С мужем Филиппом Янковским. Фото: Геннадий Авраменко.

 

— Так же произошло и во встрече с Филиппом Янковским?

— Да.

— Не было страха — отношений, фамилии, чего угодно?

— Мы входим в такие опасные воды сейчас. Не хочу. Мы с Филиппом — это то, как мы выглядим сейчас. Мы — это отношения, которые есть между нами. Этого достаточно. Нам хорошо. Я имею в виду не то, какие мы красивые, а насколько мы вместе. Мы вместе.

— Это видно.

— Да? А разве не у всех так?

— Вообще-то нет. Часто это похоже на то, что актрисы с режиссерами играют в любовь.

— Я очень наивная. Я верю всему, что вижу. Даже не вспомню, чтобы я думала, что вот в этих отношениях или вот у той пары есть какая-то договоренность. Это просто склад ума какой-то или очки, которые я не хочу снимать. Или это у вас всех очки, а у меня их нет.

— Сниматься у мужа тяжелее, чем у других режиссеров?

— Тяжелее. У него повышенное требование ко мне. У меня повышенное требование к себе. Есть какая-то необходимость удивить. Он же знает меня лучше, чем другие. В чем-то мне не так комфортно. Ты всегда стоишь в очереди за похвалой последней. И конечно, иногда хочется почувствовать себя такой же желанной, как у режиссера, который тебя хотел, пригласил, утвердил...

— А на «Кинотавре» вам не было обидно, когда получали специальный диплом с такой формулировкой, будто награждают не за роль, а за то, какая вы красивая и талантливая?

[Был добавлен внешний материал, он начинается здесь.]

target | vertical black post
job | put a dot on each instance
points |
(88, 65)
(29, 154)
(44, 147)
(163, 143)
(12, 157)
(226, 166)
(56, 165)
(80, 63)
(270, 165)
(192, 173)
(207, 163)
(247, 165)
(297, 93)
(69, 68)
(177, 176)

— Я не слышала формулировку. Я услышала реакцию зала и пережила такое чувство, будто тебя что-то приподымает. Это удивительно. Я никогда не сталкивалась с таким активным проявлением любви. Я была ошарашена и, когда вышла на сцену, а аплодисменты все продолжались, поняла, что надо их остановить, иначе я не смогу ничего сказать. Как будто тебя кинули в детство. Как будто тебе шесть лет, пять из которых ты мечтала о собаке, и ты видишь эту собаку и не веришь.

Для меня этот диплом — как и железный шар, если бы я его получила, повод сказать спасибо людям и, как оказалось, возможность услышать любовь. Это действительно важно — чувствовать, что тебя любят. Чтобы потом эту волну отдавать обратно.

— Как муж поздравил с наградой?

— Он поздравил меня раньше, когда увидел фильм. Он очень строгий, ему мало что нравится. И практически ничего не нравится со мной без него. Филипп подошел ко мне после показа, и по его лицу я поняла, что в нем произошли какие-то метаморфозы. Он меня увидел другой, какой раньше не знал. Какие-то совершил открытия. Это приятно. У меня два ярких воспоминания осталось: открытия Филиппа и любовь. Отличный вышел фестиваль.